Balance of power has shifted in the ANC as Zuma consents to state capture inquiry

Posted 10 January 2018 Written by News 24
Category Politics

With the axe of a recall by the ANC hanging over his head, President Jacob Zuma has capitulated and allowed Chief Justice Mogoeng Mogoeng to select a judge to head a judicial commission of inquiry into state capture, writes Adriaan Basson in News24.

Zuma announced on Tuesday evening that Deputy Chief Justice Raymond Zondo (pictured left) would head up a well-resourced investigation into "all forms of corruption" that have created the perception that "the state has been wrestled out of the hands of its real owners, the people of South Africa".

By doing so, Zuma was complying with the wishes of former Public Protector Thuli Madonsela.
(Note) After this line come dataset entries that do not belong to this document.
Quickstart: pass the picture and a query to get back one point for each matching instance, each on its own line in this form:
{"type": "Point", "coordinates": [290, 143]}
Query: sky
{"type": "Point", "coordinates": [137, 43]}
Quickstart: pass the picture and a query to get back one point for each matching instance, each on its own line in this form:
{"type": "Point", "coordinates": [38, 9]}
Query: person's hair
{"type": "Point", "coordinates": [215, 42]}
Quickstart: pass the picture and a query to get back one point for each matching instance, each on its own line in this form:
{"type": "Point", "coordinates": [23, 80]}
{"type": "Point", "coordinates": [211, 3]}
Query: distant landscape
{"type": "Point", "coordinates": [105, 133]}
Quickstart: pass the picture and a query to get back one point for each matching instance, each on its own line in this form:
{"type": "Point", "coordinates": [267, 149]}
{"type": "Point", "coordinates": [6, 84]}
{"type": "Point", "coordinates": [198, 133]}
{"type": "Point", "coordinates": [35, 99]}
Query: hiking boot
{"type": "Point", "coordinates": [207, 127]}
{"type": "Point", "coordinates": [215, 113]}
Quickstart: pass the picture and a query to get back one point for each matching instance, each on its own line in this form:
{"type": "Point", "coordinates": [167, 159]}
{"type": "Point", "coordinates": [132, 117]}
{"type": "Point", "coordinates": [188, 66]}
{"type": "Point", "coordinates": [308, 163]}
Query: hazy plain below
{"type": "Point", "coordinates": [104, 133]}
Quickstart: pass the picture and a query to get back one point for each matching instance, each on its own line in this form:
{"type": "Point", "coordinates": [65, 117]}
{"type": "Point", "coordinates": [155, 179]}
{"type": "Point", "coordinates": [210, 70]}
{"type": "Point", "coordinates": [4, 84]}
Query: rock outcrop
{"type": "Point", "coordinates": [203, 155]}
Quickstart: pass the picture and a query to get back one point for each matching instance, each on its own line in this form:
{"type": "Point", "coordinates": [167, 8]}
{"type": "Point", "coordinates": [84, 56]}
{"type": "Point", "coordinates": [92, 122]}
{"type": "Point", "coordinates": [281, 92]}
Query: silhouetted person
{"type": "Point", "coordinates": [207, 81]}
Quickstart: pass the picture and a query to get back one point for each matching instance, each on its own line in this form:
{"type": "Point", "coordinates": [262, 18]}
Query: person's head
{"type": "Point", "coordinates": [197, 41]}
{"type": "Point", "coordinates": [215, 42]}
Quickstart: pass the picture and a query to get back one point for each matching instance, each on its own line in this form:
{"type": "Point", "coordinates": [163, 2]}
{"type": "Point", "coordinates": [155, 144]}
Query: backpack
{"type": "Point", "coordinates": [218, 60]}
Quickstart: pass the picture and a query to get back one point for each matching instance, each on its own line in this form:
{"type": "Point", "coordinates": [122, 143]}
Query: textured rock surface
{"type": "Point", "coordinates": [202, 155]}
In her report, State of Capture, Madonsela found that Zuma was conflicted through his family's business relationships with the Gupta family in appointing a judge to head the commission.

Madonsela's findings were recently confirmed by the North Gauteng High Court.

Zuma, under increasing pressure by new ANC president Cyril Ramaphosa's supporters to vacate his office, has now effectively abandoned his appeal.

Zuma made the announcement less than 24 hours before the ANC's new national executive committee (NEC) was scheduled to meet – and possibly discuss recalling him as president of the country.

This comes after Ramaphosa and Zuma met in Durban on Sunday. NEC members told News24 on Tuesday that Ramaphosa was expected to ask Zuma to go.

The appointment of the Zondo Inquiry shows that the balance of forces in the ANC has shifted and that Zuma no longer has the power to engineer the commission of inquiry according to his wishes. A prolonged appeals process would have delayed the inception of the commission by months, if not years.

In his statement on Tuesday, Zuma said that he was taking "further legal advice on the prosecution of this appeal. I am concerned that this matter has occupied the public mind for some time now and deserves urgent attention."

Zuma is now only appealing the orders "to the extent that they set a particular precedent for the Office of the President of the Republic and are indeed deserving of legal certainty".

The terms of reference for the commission and the extent to which Zuma was able to influence these will be instructive.

In his statement, Zuma made it clear that Zondo should not only focus on the subjects of Madonsela's investigation (read: the Guptas and the Zumas), but on "all those who may have rendered our state or parts thereof vulnerable to control by forces other than the public for which government is elected".

Supporters of Zuma and the Guptas have long argued that so-called white monopoly capital was the original perpetrator of state capture.

"There should be no area of corruption and culprit that should be spared the extent of this commission of inquiry," Zuma said.

The president repeated his concerns about the "unprecedented legal implications" of being forced to let Mogoeng select a judge to head the commission.

"I have expressed my reservations about the legality of this directive, which may be the subject of the appeal. I would like to emphasise that I have faith in all the judges and their ability to execute their tasks with the requisite levels of fairness, impartiality and independence."

Although Ramaphosa's supporters will see Zuma's announcement as a victory, it may also have prolonged Zuma's time in office for "doing the right thing".